Friends and Colleagues:
The After School Project, a national program of the Robert Wood Johnson Foundation, concluded as of June 30, 2006.
When the Foundation created the Project in 1998, it had an ambitious goal—to connect significant numbers of young people in urban, low-income neighborhoods with responsible adults outside of the classroom. The out-of-school-time landscape in each of the cities where we have funded intermediary organizations—Boston After School & Beyond, After School Matters, in Chicago, and Team-Up for Youth, in the San Francisco Bay Area—varied greatly, yet the challenges were the same: to organize the many disparate players and programs working with vulnerable children during their non-school hours, into a more coherent and durable delivery system. Today these organizations are among the most effective intermediaries in the country in the country, providing technical assistance, training, grants, and innovative programming to local youth serving organizations in their respective cities.

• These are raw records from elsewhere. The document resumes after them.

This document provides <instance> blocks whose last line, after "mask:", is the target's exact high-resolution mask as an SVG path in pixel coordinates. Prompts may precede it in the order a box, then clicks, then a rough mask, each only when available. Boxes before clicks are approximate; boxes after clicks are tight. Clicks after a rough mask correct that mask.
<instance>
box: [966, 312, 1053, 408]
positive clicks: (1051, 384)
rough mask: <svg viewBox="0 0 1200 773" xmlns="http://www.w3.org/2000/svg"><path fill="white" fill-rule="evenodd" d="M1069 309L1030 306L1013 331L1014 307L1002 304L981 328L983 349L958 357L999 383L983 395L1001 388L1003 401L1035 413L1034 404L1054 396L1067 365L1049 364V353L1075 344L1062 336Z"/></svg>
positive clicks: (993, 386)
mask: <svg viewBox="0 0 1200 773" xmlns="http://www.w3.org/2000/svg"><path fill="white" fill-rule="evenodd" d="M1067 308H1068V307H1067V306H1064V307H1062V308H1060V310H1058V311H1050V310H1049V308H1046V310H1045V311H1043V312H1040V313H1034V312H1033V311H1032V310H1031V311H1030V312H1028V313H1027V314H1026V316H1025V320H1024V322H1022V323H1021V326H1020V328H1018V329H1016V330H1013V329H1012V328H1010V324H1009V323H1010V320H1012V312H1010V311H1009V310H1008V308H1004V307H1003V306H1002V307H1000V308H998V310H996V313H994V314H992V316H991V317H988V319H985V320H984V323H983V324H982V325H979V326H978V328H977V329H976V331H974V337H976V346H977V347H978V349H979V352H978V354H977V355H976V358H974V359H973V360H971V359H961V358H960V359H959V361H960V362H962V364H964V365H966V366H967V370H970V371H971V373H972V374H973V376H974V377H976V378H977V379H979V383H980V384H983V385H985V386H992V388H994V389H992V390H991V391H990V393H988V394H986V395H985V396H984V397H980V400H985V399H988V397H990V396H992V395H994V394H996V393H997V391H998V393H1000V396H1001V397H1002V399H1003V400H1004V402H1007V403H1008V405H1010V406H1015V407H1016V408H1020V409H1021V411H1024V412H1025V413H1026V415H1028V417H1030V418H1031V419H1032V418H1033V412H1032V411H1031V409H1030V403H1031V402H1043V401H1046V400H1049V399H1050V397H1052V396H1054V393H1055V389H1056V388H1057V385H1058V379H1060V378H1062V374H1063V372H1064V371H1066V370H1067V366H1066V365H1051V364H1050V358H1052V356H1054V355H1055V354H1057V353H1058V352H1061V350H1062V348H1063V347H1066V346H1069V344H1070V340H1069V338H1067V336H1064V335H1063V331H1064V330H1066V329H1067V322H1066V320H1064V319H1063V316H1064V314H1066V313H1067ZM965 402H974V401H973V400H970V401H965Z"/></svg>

As we reflect back upon the eight year voyage of discovery that the Foundation initiated in 1998, we are struck by the meteoric growth of the field. Over the past decade, it has evolved from a series of important but small scale projects to a field of considerable maturity. The evidence of that maturity is not just the exponential expansion of the number of programs, but the growing roster of organizations dedicated to research, advocacy, communications, and funding that are essential components of a robust community.
The Project's goal for this web site has been to help expand and strengthen that community by sharing information on the work of our sites and disseminating Project-funded publications on topics of importance to the field. To that end, the web site will continue to be accessible, with links to the three sites and all Project-sponsored reports and publications available for downloading at no charge. And, please note the new Fieldbuilding section under Reports & Publications.
We feel privileged to have had the opportunity to take up a collegial role among some of the social policy world's greatest talents, working with them to draw the field's many components more tightly together. For that privilege we extend our deepest thanks and appreciation to the Robert Wood Johnson Foundation for their vision and support of this work on behalf of children and their futures.